# RDG toolposts



## don-tucker (Aug 10, 2010)

Been looking at the RDG 4 toolholders and post for the Myford lathe,at £64 seem good value to me,anyone had any experience with this product,please
Don


----------



## BillTodd (Aug 10, 2010)

I think they're great  

I had one (from RDG) on a Southbend 9" for some years, used it on my HLV-H until I made a copy of a Hardinge toolpost (because it was a little too small for the bigger lathe). I made another half-a-dozen holders from blocks of mild steel for it. 

The cut-off tool could be better (it's not really rigid enough), but it works OK.

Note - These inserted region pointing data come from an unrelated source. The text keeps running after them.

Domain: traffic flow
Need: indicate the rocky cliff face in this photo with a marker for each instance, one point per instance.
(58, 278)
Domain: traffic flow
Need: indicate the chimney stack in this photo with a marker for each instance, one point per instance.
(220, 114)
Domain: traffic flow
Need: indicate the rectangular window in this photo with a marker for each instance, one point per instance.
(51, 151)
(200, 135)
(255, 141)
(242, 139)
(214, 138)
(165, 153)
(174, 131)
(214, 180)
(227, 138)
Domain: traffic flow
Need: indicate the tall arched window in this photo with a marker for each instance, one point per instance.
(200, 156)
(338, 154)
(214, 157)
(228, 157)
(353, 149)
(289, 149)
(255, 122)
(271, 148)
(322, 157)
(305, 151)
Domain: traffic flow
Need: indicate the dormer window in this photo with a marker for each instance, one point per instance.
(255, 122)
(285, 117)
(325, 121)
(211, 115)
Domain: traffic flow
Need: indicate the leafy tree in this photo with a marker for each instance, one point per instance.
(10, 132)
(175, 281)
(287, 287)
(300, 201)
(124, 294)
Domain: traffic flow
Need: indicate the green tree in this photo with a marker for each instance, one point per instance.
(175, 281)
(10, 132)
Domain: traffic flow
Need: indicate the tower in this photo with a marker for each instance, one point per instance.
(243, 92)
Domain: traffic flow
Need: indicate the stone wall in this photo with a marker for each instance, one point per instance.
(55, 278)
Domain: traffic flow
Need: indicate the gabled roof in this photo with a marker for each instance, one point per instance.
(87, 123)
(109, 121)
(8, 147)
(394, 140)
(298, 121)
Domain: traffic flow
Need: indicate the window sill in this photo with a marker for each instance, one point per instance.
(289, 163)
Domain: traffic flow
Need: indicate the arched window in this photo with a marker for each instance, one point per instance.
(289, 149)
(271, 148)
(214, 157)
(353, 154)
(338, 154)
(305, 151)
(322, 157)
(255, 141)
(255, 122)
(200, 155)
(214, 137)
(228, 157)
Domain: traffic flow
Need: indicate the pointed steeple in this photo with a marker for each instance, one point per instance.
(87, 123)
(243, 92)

With all that time and my usual level of abuse, I managed to snap the flange off of the T nut clamps (my fault - clamping too tight & hammering the cut), but these were easy enough to replace.


BTW I can heartily recommend using a indexing lever handle (see picture) It is just so much easier than having to faff around with a spanner every time you need to reposition the post.


----------



## cidrontmg (Aug 10, 2010)

I had mine from Chronos, it´s exactly the same as from RDG (for a Myford Super 7).
And I have 13 tool holders for it now, still need a couple (!?). 
That´s a very good investment indeed. I was somewhat skeptical, after all the 4 way tool post isn´t that bad, really - or so I thought. Little did I know...
It´s absolutely the best way to hold tools in a Myford. Very convenient, accurate, repeatable. The parting tool that comes with the holder isn´t the best that money can buy, but with an Eclipse blade, fair enough. I haven´t yet found a cheap enough Mircona for it, but I´ll keep searching and hoping ;D
There´s one boring bar holder in the kit, that for me isn´t enough, so I made 2 more. They don´t seem to be available individually. I also want to make a screw cutting tool holder, similar to Bogstandard´s idea, but that´s for a later date.
I use the ball handle from the 4 way Myford tool post, it needs a longer bolt and a bit of tubing (to serve as a high washer) to raise it to a good working height.
All in all, a highly recommendable product.


----------



## mhirst121 (Aug 10, 2010)

I have been using one for about 18 months now and wonder how I managed before. I have had no problems with the toolpost, only fault I have with it is the parting tool is a little on the big side for my liking, but thats just personal preference. I have the next size up from the one you are looking at for my Kerry. Agree with having the handle fit in place of the nut and spanner set-up.

Cheers,
MartinH


----------



## don-tucker (Aug 11, 2010)

Thats good enough for me,thanks Guys,I will be ordering one shortly.
Don


----------



## jmshep (Aug 12, 2010)

Agree with all that been said - The only thing I have done is replace most of the cap head and stud screws, some of the originals were not that good a fit and were poor quality.


----------



## BillTodd (Aug 12, 2010)

> - The only thing I have done is replace most of the cap head and stud screws


That reminds me, I also replaced the screws, fitting a grub screw into the height adjuster. The original cap screw gets in the way of the locking handle.

Bill


----------



## don-tucker (Aug 12, 2010)

I am beginning to have second thoughts ,I think of some thing and I wonder how I can manage without it,if i don't do any thing straight away I think do i really need it. I have a 4 way tool post and cut a few tools down so I could get 4 in and am thinking that will do me.
	

	
	
		
		

		
		
	


	



Don


----------



## cidrontmg (Aug 12, 2010)

don-tucker  said:
			
		

> I am beginning to have second thoughts ,I think of some thing and I wonder how I can manage without it,if i don't do any thing straight away I think do i really need it. I have a 4 way tool post and cut a few tools down so I could get 4 in and am thinking that will do me.
> Don



Heh, your money, your decision, of course. I get a panic when I imagine I´d be forced to go back to the 4 way. People certainly can manage, and do wonderful things, even with an american style lantern tool post. Or the "original" Myford tool clamp, with the boat...
But if ever a loose £64 comes your way, you really should have 3rd thoughts... And do yourself a favour. I bet you won´t miss the 4 way for one second.
 scratch.gif


----------



## don-tucker (Aug 12, 2010)

I am going to the Bristol ME exhibition on the 20th so who knows what I shall come back with,a nice boring/facing head for the mill would go down well.
Don


----------